Court indicts Sharif on 3 separate graft charges
November 09 2017 12:39 AM
Pakistani security personnel escort a vehicle carrying ousted Pakistani prime minister Nawaz Sharif
Pakistani security personnel escort a vehicle carrying ousted Pakistani prime minister Nawaz Sharif (C) as he leaves an accountability court after a personal appearance to face corruption charges in Islamabad yesterday.


The accountability court hearing corruption cases against Nawaz Sharif and his family members has rejected an application filed by the ousted prime minister for clubbing together the three references filed by the National Accountability Bureau (NAB).
After the announcement of the judgement, Sharif was called to the rostrum and the judge read out the charges against him. 
The former prime minister was indicted separately in each of the three references — he pleaded “not guilty” to all the charges.
While at the rostrum, Sharif expressed his concern that since the Supreme Court had given a six-month deadline for the references to be wrapped up, deciding four references in this period would mean each case gets just 1.5 months. 
However, the judge observed that the cases could conclude within the timeframe if heard simultaneously.
After the indictment, the court revived summonses for the prosecution witnesses — Sidra Mansoor of the Securities and Exchange Commission of Pakistan and Jahangir Ahmed of Federal Board of Revenue — for their presence in the next hearing.

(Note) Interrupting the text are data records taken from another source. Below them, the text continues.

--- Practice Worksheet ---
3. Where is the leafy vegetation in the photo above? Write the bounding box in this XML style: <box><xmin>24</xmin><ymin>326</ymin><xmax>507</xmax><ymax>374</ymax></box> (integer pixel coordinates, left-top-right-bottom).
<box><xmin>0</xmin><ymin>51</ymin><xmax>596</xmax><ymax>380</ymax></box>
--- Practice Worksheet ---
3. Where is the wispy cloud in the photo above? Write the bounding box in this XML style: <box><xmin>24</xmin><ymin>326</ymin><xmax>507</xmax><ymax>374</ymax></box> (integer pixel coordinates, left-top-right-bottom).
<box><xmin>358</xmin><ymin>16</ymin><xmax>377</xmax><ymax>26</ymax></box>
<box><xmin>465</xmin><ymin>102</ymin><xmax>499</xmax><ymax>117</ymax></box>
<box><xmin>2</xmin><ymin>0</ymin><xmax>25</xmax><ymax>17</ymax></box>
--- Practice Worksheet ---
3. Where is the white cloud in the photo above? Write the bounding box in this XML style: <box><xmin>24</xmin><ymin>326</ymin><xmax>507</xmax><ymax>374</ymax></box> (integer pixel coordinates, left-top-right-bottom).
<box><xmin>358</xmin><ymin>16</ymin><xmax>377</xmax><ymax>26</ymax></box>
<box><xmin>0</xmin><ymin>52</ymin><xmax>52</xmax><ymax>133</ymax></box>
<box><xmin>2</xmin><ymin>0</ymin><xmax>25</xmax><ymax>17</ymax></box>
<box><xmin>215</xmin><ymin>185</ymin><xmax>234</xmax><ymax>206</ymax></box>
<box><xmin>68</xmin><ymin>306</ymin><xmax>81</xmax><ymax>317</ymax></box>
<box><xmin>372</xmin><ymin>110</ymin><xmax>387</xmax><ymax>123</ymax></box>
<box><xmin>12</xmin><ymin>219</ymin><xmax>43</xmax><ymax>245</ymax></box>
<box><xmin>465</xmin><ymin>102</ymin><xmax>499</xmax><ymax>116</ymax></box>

The Sharif family members left the court after the hearing was adjourned until November 15.
The court had reserved its ruling on Sharif’s application on Tuesday after hearing arguments from both the defence counsel and the NAB prosecution.
Nawaz Sharif along with his daughter Maryam Nawaz and son-in-law retired Captain Mohamed Safdar appeared before the accountability court in Islamabad yesterday as hearing resumed into the references filed under the directives of the Supreme Court in the Panama Papers case verdict.
Speaking to reporters as he left the court, Nawaz Sharif said he already knew the Supreme Court judgement on the review petitions filed against the Panama Papers case verdict would never come in his favour.
“These judges are full of grudge... their grudge and anger has come out in words,” he said, commenting on the strong words used in the detailed order.
“This grudge, anger and words will become a dark chapter of history.”
Sharif said the judiciary had penned several dark chapters in Pakistan’s history during dictatorial rules and the judgement on the review petition would be “written in dark letters” as well.
The court yesterday also decided on an application filed by Maryam Nawaz and her husband Safdar for deletion of a charge related to the use of Calibri font.
The accountability court had on Oct 19 indicted Maryam and Safdar in the Avenfield reference related to London properties. Besides other charges, the court also charged Maryam with signing a document in Calibri font in February 2006 when that font did not exist.
Announcing its judgement, the court decided to delete Section 3(a) of National Accountability Ordinance (NAO) 1999 dealing with forgery from the charges against the couple.
The charge could be reinstated in case the prosecution comes up with solid evidence against the accused related to forgery.
Meanwhile, Finance Minister Ishaq Dar, who was scheduled to appear before the court yesterday in connection with the reference trial, filed an application in the court to nominate a pleader.
The application filed by Dar’s junior counsel stated that he is currently in London due to ill health and would prefer to be represented by a pleader in the court on his behalf.
Interestingly, Dar nominated Zafir Khan as his pleader, the same person who pleaded on behalf of Nawaz Sharif while he was in London attending to his wife.